- Born: Pamela Maunsell Hogon
- Education: St Peter's Woodlands Grammar School
- Occupation: Philanthropist
- Known for: Contributions to education, arts, and community development
- Spouse: Ian Wall (deceased)

= Pamela Wall =

Australian billionaire philanthropist

Pamela Wall is an Australian philanthropist known for major contributions to education, the arts, and community development in South Australia. She is the largest individual shareholder in Codan Limited, a technology company co-founded by her late husband, Ian Wall.

The only child of a bank manager, she spent her childhood in various regional towns across South Australia before attending boarding school from the age of ten. She was educated at St Peter's Woodlands Grammar School, later becoming one of its most significant benefactors with the establishment of the Dr Pamela Wall Centre for Sport and Performing Arts, and initially trained as a nurse.

== Business interests ==
Wall is the largest individual shareholder of Codan Limited, holding approximately 19.2% of the company as of 2025. Her late husband, Ian Wall, was one of the original co-founders of the company in 1959.

== Philanthropy and donations ==
Wall's philanthropy has focused on expanding access to education, supporting the arts, and funding community development projects.

In 2023, she donated A$5 million to the University of Adelaide to establish the Ian & Pamela Wall Chair in Electrical and Electronic Engineering, along with funding research fellowships.

In August 2024, she made a significant donation to St Peter's Woodlands Grammar School—where she was formerly educated—to support the construction of a major multi-purpose sports and performing arts centre.

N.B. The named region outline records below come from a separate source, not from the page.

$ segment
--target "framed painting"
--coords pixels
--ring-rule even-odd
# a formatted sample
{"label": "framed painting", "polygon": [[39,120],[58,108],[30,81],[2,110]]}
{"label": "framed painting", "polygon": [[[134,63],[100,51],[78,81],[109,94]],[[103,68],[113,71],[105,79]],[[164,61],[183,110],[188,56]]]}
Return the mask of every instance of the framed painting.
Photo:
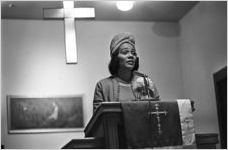
{"label": "framed painting", "polygon": [[83,95],[7,96],[8,132],[83,131]]}

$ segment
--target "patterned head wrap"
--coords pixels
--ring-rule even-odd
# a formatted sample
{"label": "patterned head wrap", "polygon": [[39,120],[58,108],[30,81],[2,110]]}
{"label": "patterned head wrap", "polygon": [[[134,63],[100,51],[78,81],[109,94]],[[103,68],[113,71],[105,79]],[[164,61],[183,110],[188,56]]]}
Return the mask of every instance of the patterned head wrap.
{"label": "patterned head wrap", "polygon": [[110,55],[111,57],[113,54],[118,50],[121,44],[129,43],[133,47],[135,47],[135,37],[129,33],[119,33],[115,35],[110,44]]}

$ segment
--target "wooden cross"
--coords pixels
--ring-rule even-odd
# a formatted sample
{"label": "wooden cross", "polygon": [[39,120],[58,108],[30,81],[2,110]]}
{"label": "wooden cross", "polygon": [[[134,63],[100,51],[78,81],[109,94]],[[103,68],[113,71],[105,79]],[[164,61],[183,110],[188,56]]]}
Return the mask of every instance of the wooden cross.
{"label": "wooden cross", "polygon": [[154,112],[148,112],[149,115],[156,115],[157,121],[158,121],[158,134],[161,135],[162,134],[162,130],[161,130],[161,122],[160,122],[160,116],[159,115],[165,115],[168,113],[167,111],[158,111],[159,110],[159,104],[156,103],[155,104],[155,110]]}
{"label": "wooden cross", "polygon": [[94,8],[74,8],[74,1],[63,1],[61,9],[44,9],[44,19],[64,19],[67,64],[78,62],[75,18],[94,18]]}

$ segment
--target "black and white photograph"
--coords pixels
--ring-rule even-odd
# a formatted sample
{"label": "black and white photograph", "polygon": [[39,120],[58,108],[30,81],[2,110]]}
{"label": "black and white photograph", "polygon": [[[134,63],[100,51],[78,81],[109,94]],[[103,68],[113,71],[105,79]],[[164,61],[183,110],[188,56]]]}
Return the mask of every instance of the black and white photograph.
{"label": "black and white photograph", "polygon": [[1,149],[227,149],[227,1],[1,3]]}
{"label": "black and white photograph", "polygon": [[82,97],[8,98],[9,133],[60,132],[83,128]]}

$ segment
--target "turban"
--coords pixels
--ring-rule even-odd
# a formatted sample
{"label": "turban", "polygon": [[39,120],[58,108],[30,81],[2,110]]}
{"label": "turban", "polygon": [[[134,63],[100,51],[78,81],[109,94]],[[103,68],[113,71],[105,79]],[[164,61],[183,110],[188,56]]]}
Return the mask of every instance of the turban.
{"label": "turban", "polygon": [[110,44],[110,55],[112,55],[118,50],[121,44],[129,43],[135,47],[135,37],[129,33],[120,33],[113,37]]}

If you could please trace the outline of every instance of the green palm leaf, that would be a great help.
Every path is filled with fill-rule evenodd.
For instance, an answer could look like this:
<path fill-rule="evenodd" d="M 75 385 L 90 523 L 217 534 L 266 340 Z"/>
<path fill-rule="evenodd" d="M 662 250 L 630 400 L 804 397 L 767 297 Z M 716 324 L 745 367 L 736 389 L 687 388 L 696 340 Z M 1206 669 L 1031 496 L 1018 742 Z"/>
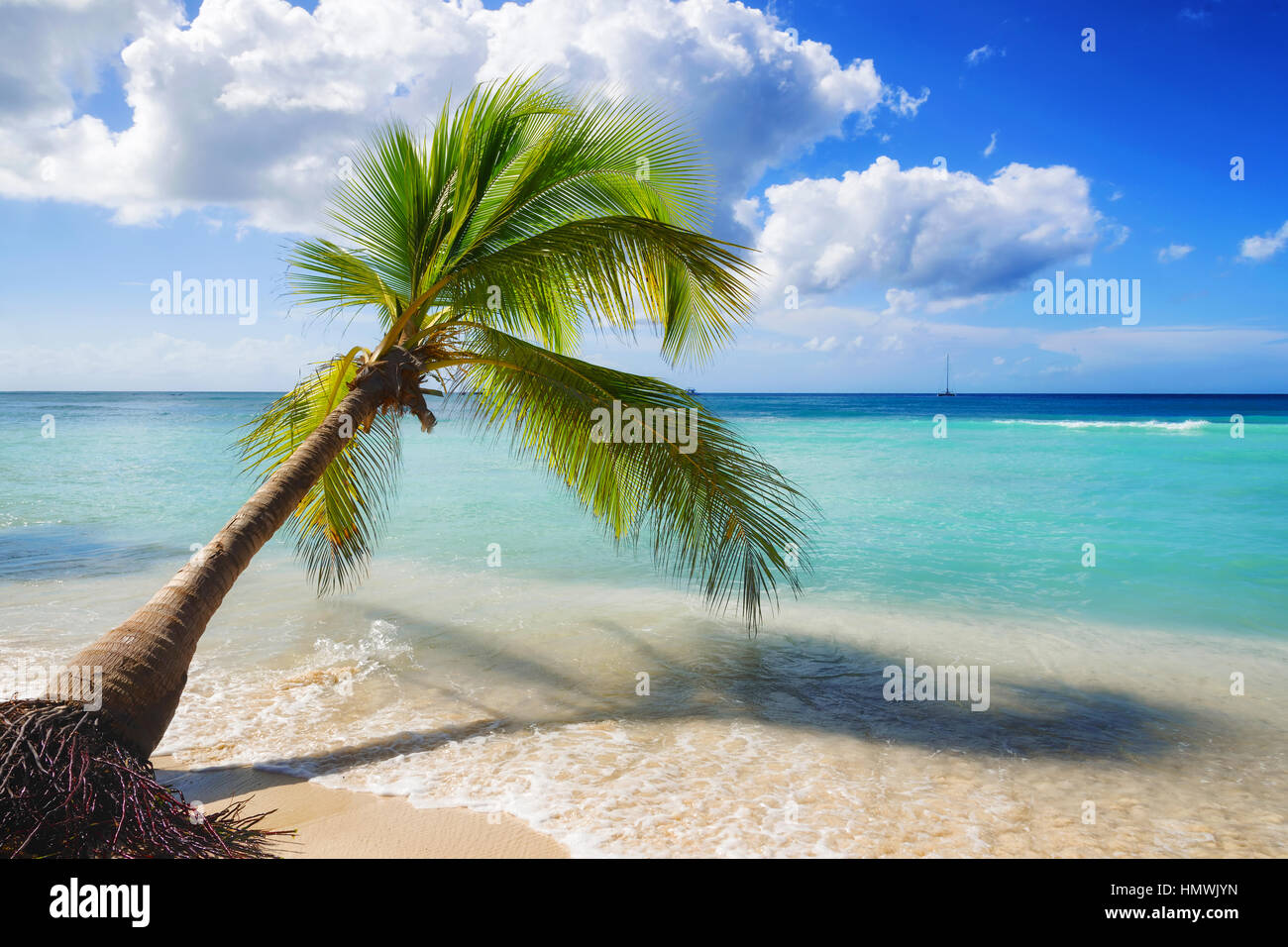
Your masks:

The facility will be named the Dr Pamela Wall Centre in recognition of her contribution.

In December 2024, it was reported that she had donated A$10 million to the Adelaide Festival Centre through the Ian & Pamela Wall Performing Arts Initiative, marking one of the largest individual philanthropic gifts in the centre's history.

Wall donated $5.2 million to the South Australian Liberal Party in 2024–25.

== Honours ==
In 2007, Wall was awarded the Medal of the Order of Australia (OAM). She was later appointed an Officer of the Order of Australia (AO) for distinguished service to the community through philanthropic support for a range of cultural, educational, and health organisations.